Ricky Gervais Would Like to Nonapologize

15gervais1_span-articleLarge-v2Dave Itzkoff in the NYT Magazine:

In a onetime mess hall on a decommissioned Royal Air Force base outside London, Ricky Gervais was directing the 4-foot-6 star of a low-budget re-enactment of “The Passion of the Christ” on how to play the Crucifixion for more laughs.

“You’re threatening them,” Gervais said to Dean Whatton, a dirtied-up actor dressed in a loincloth and a crown of thorns and playing the role of “Little Jesus.” Gervais was helping him with his line reading: “ ‘You wait until Sunday. This is not a good Friday.’ ”

“Cool, cool,” Whatton replied from his cross — but in his next take he flubbed his dialogue and apologized for getting tongue-tied. Gervais forgave Little Jesus for the transgression. “That’s what happens when you’re crucified,” he shouted back at Whatton. “You’re all over the place.”

Gervais was filming his new comedy series, “Life’s Too Short,” created with his writing and directing partner, Stephen Merchant.
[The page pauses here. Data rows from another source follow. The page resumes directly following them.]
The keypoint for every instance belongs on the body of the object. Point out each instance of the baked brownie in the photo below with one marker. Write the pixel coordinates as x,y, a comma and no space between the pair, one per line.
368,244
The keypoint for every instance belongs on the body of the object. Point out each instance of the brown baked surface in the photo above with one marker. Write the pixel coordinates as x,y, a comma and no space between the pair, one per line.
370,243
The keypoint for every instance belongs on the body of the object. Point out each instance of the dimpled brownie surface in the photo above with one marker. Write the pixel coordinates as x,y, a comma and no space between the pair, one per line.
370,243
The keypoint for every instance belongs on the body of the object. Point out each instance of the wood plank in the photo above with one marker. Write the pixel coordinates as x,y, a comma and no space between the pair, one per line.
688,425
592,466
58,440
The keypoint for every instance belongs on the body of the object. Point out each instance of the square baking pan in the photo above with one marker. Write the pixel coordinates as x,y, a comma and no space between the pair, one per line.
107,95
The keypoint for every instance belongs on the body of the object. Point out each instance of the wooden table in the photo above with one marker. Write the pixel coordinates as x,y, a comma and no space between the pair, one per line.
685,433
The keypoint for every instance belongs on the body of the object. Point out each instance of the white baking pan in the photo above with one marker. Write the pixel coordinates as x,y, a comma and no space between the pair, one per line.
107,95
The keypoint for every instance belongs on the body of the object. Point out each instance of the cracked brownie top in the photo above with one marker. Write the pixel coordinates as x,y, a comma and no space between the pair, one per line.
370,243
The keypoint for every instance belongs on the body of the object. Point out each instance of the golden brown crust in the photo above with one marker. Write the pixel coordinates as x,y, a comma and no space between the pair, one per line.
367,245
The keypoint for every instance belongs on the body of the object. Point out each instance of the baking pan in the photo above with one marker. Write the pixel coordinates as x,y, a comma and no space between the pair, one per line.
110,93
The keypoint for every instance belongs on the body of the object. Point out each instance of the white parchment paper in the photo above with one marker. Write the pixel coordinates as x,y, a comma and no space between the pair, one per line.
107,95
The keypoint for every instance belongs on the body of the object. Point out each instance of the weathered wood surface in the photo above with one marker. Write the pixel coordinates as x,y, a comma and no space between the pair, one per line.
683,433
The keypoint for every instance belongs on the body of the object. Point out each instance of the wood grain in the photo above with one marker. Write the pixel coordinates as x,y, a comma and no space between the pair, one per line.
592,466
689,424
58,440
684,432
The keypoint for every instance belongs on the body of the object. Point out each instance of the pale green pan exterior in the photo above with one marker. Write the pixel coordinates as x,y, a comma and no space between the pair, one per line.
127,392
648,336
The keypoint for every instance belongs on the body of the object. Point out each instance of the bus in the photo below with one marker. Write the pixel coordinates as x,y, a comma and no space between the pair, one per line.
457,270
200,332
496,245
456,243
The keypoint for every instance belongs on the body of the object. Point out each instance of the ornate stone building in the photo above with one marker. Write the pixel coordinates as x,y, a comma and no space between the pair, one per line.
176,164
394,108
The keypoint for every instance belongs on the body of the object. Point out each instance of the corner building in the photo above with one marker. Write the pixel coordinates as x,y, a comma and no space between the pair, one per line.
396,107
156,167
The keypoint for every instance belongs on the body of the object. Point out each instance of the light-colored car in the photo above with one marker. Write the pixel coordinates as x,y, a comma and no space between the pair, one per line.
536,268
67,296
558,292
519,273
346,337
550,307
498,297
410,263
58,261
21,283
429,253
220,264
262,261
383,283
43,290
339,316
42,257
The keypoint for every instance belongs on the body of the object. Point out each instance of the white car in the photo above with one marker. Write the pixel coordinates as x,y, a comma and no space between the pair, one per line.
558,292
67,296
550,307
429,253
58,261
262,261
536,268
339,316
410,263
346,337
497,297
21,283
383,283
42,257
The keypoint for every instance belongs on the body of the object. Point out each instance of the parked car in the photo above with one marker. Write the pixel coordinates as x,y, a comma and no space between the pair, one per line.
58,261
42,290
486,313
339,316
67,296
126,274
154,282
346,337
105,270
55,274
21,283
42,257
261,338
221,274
The show stars Warwick Davis, a 3-foot-6 actor perhaps best known for playing Wicket the Ewok in “Return of the Jedi.” “Life’s Too Short,” which was shown on Britain’s BBC Two at the end of 2011 and will make its U.S. debut Feb. 19 on HBO, is framed as a documentary about Davis, and in the episode I watched being filmed, featured several comedic re-creations of films, cast with little people: “Brokeback Mountain” performed by two short actors in cowboy costumes, or a fastidious homage to Sharon Stone’s interrogation scene from “Basic Instinct,” played by an actress whose feet did not reach the ground as she sat in her chair.

Gervais’s first TV series, also created with Merchant, was the original, can-you-believe-it’s-10-years-old incarnation of “The Office,” a now-legendary BBC comedy. “The Office” com­mandeered a documentary-style format from American pioneers like Christopher Guest and Albert Brooks and mined laughs from a fictional workplace and its mundane employees, including Gervais, who played a relentlessly ingratiating manager named David Brent. When “The Office” became a worldwide hit — including the U.S. version of the show, which until recently starred Steve Carell — it gave Gervais the resources, the clout and the good will to do more or less whatever he wants for the rest of his career. So far the things he has chosen to do include a second comedy series, “Extras”; a podcast; a handful of not-widely-seen movies; several stand-up tours; and two outings as the host of the Golden Globe Awards, with a third tour of duty coming on Sunday, Jan. 15.